The client noticed there were fewer operatives on site each day and then there were some days when nobody turned up at all. When challenged the builder complained about being held back by long delivery times for some of the materials the client had specified after the job started, the special windows, the radiators and so on. But the client felt there were plenty of other jobs the builder could be doing. And so it went on. The planned completion date came and went and the only thing that was consistent was the builder’s monthly interim invoice.
It all came to a head when the builder submitted an interim invoice that took the total above the original quotation of £40k but the works were nowhere near finished. The client didn’t pay, the builder walked off site and the vultures gathered in the trees at the entrance gates.
This is the point where both sides feel very aggrieved and they’ll see the other side ‘in hell’ before they pay up or finish off the works. They rush off to their respective lawyers and look for them to resolve the problem. Unfortunately this is also the point where both sides costs escalate at a rate they didn’t think was possible and they’re still nowhere near solving the problem. It’s a bit like playing poker they keep adding more money to the pot thinking that they will win so what they have put into the pot is returned to them. But it doesn’t because even if they do win, they won’t recover all they paid in. At best it may be 70%.
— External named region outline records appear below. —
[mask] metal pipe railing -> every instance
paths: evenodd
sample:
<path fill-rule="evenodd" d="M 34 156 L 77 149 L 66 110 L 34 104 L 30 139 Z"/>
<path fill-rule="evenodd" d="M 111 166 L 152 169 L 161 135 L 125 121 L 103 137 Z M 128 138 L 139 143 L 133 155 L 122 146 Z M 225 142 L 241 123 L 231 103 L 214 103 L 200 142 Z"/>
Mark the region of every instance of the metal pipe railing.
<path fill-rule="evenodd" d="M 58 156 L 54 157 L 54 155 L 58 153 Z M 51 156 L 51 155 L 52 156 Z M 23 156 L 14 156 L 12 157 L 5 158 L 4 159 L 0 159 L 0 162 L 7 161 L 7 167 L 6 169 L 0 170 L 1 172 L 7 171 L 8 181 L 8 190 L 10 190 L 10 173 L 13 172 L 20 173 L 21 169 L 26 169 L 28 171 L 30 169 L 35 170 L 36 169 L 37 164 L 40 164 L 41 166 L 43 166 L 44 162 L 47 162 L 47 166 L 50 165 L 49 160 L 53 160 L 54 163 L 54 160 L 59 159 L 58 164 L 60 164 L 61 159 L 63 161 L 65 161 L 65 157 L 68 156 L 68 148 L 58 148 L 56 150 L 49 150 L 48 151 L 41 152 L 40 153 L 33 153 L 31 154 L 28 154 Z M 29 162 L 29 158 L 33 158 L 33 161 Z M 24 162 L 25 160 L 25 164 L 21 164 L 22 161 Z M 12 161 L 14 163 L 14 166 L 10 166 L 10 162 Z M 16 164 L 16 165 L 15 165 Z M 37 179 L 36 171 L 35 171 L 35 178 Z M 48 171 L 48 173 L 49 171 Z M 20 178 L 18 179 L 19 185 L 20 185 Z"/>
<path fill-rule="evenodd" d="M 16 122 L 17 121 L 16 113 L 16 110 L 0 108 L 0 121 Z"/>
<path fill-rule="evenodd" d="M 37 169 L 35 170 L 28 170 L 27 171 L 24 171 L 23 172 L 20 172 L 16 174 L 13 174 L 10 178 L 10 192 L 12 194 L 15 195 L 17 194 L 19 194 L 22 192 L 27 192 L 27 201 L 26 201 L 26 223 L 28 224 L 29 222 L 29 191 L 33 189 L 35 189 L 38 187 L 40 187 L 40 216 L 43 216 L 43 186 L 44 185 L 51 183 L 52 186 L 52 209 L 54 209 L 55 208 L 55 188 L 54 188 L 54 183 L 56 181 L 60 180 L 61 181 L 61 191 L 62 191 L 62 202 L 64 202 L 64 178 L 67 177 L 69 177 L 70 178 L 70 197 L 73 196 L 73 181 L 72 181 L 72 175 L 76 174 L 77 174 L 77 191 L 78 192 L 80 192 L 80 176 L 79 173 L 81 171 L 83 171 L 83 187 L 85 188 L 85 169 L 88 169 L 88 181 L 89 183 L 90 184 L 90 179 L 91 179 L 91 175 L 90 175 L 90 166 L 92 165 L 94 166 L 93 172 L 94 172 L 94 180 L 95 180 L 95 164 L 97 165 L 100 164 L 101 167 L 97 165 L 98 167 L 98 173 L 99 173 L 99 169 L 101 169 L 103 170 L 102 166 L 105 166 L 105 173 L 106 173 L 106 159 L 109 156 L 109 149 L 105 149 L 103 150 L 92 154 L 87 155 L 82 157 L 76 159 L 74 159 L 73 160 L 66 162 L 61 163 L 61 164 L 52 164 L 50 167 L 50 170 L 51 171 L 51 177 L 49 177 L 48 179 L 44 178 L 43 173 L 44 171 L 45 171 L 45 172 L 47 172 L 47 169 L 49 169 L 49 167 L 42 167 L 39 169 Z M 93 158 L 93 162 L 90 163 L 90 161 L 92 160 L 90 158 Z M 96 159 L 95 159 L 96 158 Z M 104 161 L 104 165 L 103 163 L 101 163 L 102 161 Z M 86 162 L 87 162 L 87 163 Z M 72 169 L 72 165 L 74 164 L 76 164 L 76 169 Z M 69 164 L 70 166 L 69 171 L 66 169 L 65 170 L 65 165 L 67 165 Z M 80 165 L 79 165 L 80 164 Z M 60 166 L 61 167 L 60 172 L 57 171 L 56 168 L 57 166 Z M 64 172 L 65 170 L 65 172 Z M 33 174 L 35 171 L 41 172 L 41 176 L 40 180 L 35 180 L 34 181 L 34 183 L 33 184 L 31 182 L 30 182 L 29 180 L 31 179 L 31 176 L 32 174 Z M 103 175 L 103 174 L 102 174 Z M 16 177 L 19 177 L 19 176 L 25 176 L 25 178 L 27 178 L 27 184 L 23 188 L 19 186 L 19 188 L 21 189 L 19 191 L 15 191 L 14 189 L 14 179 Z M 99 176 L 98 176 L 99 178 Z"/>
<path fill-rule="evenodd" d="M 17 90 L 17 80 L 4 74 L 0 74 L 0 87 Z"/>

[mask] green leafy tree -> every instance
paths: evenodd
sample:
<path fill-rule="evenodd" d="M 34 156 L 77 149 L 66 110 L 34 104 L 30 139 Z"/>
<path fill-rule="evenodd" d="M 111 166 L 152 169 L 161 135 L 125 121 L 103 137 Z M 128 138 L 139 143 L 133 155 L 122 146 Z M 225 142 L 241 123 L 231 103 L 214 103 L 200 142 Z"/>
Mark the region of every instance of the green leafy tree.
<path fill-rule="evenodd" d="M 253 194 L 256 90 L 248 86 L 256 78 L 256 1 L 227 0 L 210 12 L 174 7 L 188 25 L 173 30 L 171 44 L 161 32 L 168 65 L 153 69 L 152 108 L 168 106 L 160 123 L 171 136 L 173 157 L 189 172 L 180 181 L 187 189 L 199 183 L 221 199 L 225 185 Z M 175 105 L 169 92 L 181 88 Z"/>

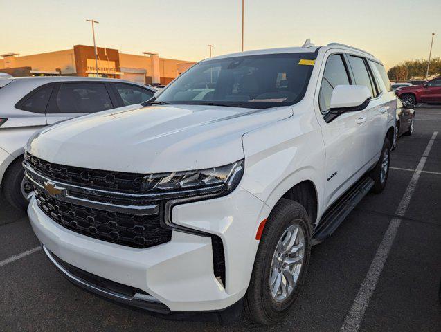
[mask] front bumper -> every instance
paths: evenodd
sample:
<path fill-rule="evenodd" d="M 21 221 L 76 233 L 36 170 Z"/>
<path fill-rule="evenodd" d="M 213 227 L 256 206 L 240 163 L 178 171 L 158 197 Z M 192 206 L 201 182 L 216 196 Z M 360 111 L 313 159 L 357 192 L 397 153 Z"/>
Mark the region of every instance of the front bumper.
<path fill-rule="evenodd" d="M 269 209 L 240 187 L 224 197 L 173 208 L 174 223 L 222 239 L 226 285 L 214 275 L 210 237 L 174 230 L 170 242 L 138 249 L 69 230 L 47 216 L 35 199 L 28 212 L 46 250 L 62 261 L 141 290 L 171 311 L 209 311 L 229 307 L 244 295 L 258 246 L 257 229 Z"/>

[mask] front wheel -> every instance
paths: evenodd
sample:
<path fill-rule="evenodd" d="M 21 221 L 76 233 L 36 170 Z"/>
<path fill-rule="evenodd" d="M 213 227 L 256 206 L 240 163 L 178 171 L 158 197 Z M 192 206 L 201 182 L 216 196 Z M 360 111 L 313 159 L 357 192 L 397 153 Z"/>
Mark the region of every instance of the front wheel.
<path fill-rule="evenodd" d="M 378 163 L 370 172 L 370 177 L 374 180 L 372 191 L 375 194 L 381 192 L 386 187 L 386 183 L 389 175 L 390 165 L 390 143 L 386 138 L 383 143 L 383 149 Z"/>
<path fill-rule="evenodd" d="M 283 318 L 303 283 L 311 252 L 311 223 L 298 203 L 282 199 L 267 221 L 245 295 L 245 311 L 269 325 Z"/>

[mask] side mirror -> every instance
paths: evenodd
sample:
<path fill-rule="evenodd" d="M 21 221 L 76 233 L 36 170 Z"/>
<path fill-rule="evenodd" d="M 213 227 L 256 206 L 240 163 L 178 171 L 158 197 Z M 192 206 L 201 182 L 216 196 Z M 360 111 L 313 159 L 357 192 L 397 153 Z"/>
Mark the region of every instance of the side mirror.
<path fill-rule="evenodd" d="M 337 85 L 331 95 L 330 111 L 325 121 L 330 122 L 345 112 L 361 111 L 369 104 L 372 95 L 364 85 Z"/>

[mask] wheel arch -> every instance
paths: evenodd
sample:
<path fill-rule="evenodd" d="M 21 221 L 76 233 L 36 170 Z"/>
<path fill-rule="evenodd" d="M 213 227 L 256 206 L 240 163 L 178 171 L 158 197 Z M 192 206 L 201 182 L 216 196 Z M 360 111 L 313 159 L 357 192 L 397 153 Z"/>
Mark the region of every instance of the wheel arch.
<path fill-rule="evenodd" d="M 294 185 L 283 194 L 280 197 L 280 199 L 282 199 L 295 201 L 300 203 L 306 210 L 312 223 L 316 223 L 318 210 L 318 195 L 317 188 L 311 180 L 304 180 Z"/>

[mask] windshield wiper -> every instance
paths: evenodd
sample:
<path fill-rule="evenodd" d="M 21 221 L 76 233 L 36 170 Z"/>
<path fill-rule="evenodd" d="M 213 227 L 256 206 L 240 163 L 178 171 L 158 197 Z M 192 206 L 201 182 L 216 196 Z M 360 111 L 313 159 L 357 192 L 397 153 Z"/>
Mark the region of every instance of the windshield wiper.
<path fill-rule="evenodd" d="M 208 105 L 208 106 L 226 106 L 231 107 L 242 107 L 244 104 L 235 103 L 235 102 L 186 102 L 186 105 Z"/>
<path fill-rule="evenodd" d="M 152 102 L 149 104 L 149 105 L 170 105 L 171 102 Z"/>

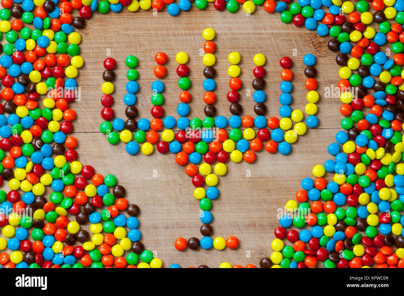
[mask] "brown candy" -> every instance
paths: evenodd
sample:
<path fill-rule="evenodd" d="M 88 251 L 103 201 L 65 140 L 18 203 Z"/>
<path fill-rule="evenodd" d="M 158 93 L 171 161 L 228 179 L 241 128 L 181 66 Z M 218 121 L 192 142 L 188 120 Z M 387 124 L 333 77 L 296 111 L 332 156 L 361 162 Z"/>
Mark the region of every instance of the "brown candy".
<path fill-rule="evenodd" d="M 23 256 L 23 260 L 28 265 L 35 262 L 35 256 L 36 254 L 34 251 L 26 252 Z"/>
<path fill-rule="evenodd" d="M 80 243 L 85 243 L 86 241 L 88 241 L 90 239 L 90 234 L 86 230 L 82 229 L 79 230 L 78 232 L 76 233 L 76 237 L 77 238 L 77 240 Z"/>
<path fill-rule="evenodd" d="M 344 22 L 341 26 L 341 31 L 343 33 L 351 33 L 354 29 L 354 24 L 349 21 Z"/>
<path fill-rule="evenodd" d="M 191 237 L 188 240 L 188 247 L 191 250 L 199 248 L 199 240 L 196 237 Z"/>
<path fill-rule="evenodd" d="M 137 108 L 134 106 L 128 106 L 125 109 L 125 115 L 128 118 L 134 118 L 137 116 Z"/>
<path fill-rule="evenodd" d="M 120 198 L 125 195 L 125 187 L 121 185 L 116 185 L 112 188 L 112 194 L 116 198 Z"/>
<path fill-rule="evenodd" d="M 4 103 L 4 111 L 7 113 L 11 113 L 15 112 L 17 106 L 14 102 L 8 101 Z"/>
<path fill-rule="evenodd" d="M 335 57 L 335 61 L 340 66 L 345 66 L 348 62 L 348 56 L 345 53 L 339 53 Z"/>
<path fill-rule="evenodd" d="M 14 176 L 14 172 L 11 168 L 5 168 L 1 172 L 1 177 L 4 180 L 10 180 Z"/>
<path fill-rule="evenodd" d="M 52 147 L 52 151 L 56 155 L 61 155 L 65 153 L 65 145 L 60 143 L 55 143 Z"/>
<path fill-rule="evenodd" d="M 404 237 L 398 235 L 394 239 L 394 244 L 397 248 L 404 248 Z"/>
<path fill-rule="evenodd" d="M 378 24 L 381 23 L 386 19 L 383 11 L 376 11 L 373 14 L 373 20 Z"/>
<path fill-rule="evenodd" d="M 369 67 L 362 65 L 358 69 L 358 73 L 361 77 L 366 77 L 369 75 Z"/>
<path fill-rule="evenodd" d="M 259 260 L 259 267 L 261 268 L 271 268 L 272 262 L 267 257 L 264 257 Z"/>
<path fill-rule="evenodd" d="M 31 145 L 34 147 L 34 149 L 39 150 L 44 145 L 44 142 L 40 138 L 34 138 L 31 142 Z"/>
<path fill-rule="evenodd" d="M 256 78 L 253 80 L 253 87 L 257 90 L 259 90 L 264 88 L 265 80 L 262 78 Z"/>
<path fill-rule="evenodd" d="M 213 229 L 210 224 L 203 224 L 200 229 L 201 234 L 204 236 L 209 236 L 212 234 Z"/>
<path fill-rule="evenodd" d="M 65 242 L 67 246 L 72 246 L 76 242 L 77 237 L 76 235 L 74 233 L 69 233 L 66 236 L 65 239 Z"/>
<path fill-rule="evenodd" d="M 216 107 L 213 105 L 206 105 L 205 106 L 203 111 L 207 116 L 212 117 L 216 113 Z"/>
<path fill-rule="evenodd" d="M 19 5 L 14 5 L 10 10 L 12 16 L 16 19 L 19 19 L 23 15 L 24 13 L 24 10 L 23 8 Z"/>
<path fill-rule="evenodd" d="M 355 140 L 360 134 L 360 131 L 358 128 L 351 128 L 348 130 L 348 136 L 351 140 Z"/>
<path fill-rule="evenodd" d="M 132 244 L 132 251 L 138 255 L 140 255 L 145 249 L 145 246 L 140 241 L 135 241 Z"/>
<path fill-rule="evenodd" d="M 17 76 L 17 82 L 20 84 L 26 85 L 29 81 L 29 77 L 26 74 L 21 74 Z"/>
<path fill-rule="evenodd" d="M 76 221 L 80 225 L 87 223 L 88 220 L 88 215 L 84 212 L 80 212 L 76 215 Z"/>
<path fill-rule="evenodd" d="M 394 243 L 394 239 L 390 234 L 387 234 L 384 237 L 384 244 L 389 247 Z"/>
<path fill-rule="evenodd" d="M 352 240 L 347 237 L 344 240 L 344 246 L 345 249 L 351 250 L 354 248 L 354 244 L 352 244 Z"/>
<path fill-rule="evenodd" d="M 133 118 L 129 118 L 125 122 L 125 128 L 133 132 L 137 127 L 137 122 Z"/>
<path fill-rule="evenodd" d="M 86 25 L 86 21 L 81 17 L 76 17 L 72 22 L 73 27 L 77 29 L 82 29 Z"/>
<path fill-rule="evenodd" d="M 355 227 L 357 229 L 361 231 L 363 231 L 367 227 L 368 223 L 364 219 L 358 218 L 356 219 L 356 225 L 355 225 Z"/>
<path fill-rule="evenodd" d="M 137 216 L 140 211 L 140 210 L 139 209 L 139 207 L 134 204 L 130 204 L 128 206 L 128 208 L 126 209 L 126 212 L 127 212 L 128 214 L 133 217 L 136 217 Z"/>
<path fill-rule="evenodd" d="M 242 110 L 242 107 L 238 103 L 233 103 L 230 105 L 230 112 L 234 115 L 240 115 Z"/>
<path fill-rule="evenodd" d="M 313 66 L 307 66 L 304 69 L 304 75 L 308 78 L 313 78 L 316 76 L 317 70 Z"/>
<path fill-rule="evenodd" d="M 44 207 L 45 204 L 46 203 L 46 199 L 42 195 L 36 196 L 34 203 L 35 204 L 37 208 L 42 209 Z"/>
<path fill-rule="evenodd" d="M 45 222 L 43 220 L 37 219 L 32 220 L 32 227 L 34 228 L 43 228 L 45 226 Z"/>
<path fill-rule="evenodd" d="M 257 115 L 263 115 L 267 111 L 267 106 L 264 103 L 257 103 L 254 106 L 254 111 Z"/>
<path fill-rule="evenodd" d="M 42 7 L 44 8 L 44 10 L 48 13 L 53 11 L 55 10 L 55 2 L 52 0 L 46 0 L 42 4 Z"/>
<path fill-rule="evenodd" d="M 328 257 L 330 261 L 334 263 L 337 263 L 341 259 L 339 258 L 339 254 L 335 251 L 332 251 L 328 253 Z"/>
<path fill-rule="evenodd" d="M 216 70 L 215 68 L 210 66 L 203 69 L 203 76 L 206 78 L 213 78 L 216 75 Z"/>
<path fill-rule="evenodd" d="M 115 78 L 115 72 L 112 70 L 105 70 L 102 73 L 104 81 L 112 81 Z"/>
<path fill-rule="evenodd" d="M 83 206 L 83 210 L 87 214 L 89 215 L 94 212 L 95 207 L 90 202 L 87 202 Z"/>
<path fill-rule="evenodd" d="M 335 38 L 330 39 L 327 46 L 330 50 L 337 51 L 339 49 L 339 41 Z"/>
It doesn’t have to be like this. The one thing I can guarantee is neither side really wants to go to court and be cross examined by a barrister, they just want the dispute sorted out fairly and economically. The other thing I can guarantee is neither side fully understands the other side’s case until they have to face up to it. On that basis the sooner the client and the builder get together in the same room, talk it through and negotiate a settlement, the sooner this problem will be resolved and the lower the costs will be. This negotiation of a settlement by the parties with the help of an independent intermediary, is known as an ‘Alternative Dispute Resolution’ process, often referred to in legal circles as ADR. You might have heard it referred to as ‘Mediation’. Mediation isn’t one side showing a weakness, on the contrary they are showing confidence in their ability to keep control of the dispute and get it resolved on terms acceptable to them.
Strangely the courts are keen to push parties to ADR processes rather than waiting for them to come into court and have a slanging match before a Judge. This is not some Osborne inspired cost cutting exercise to reduce the courts workload but a genuine attempt to get problems sorted out quickly and cheaply, leaving the courts to deal with issues of law rather than commercial problems.
When the parties are at the forefront of resolving the dispute, you can guarantee it only gets sorted when both are happy, otherwise it doesn’t get sorted. Our client and builder did resolve their problem and both were happy or at least happier than they had been previously! Best of all they could get on with their normal lives and stop being pawns in the courts process.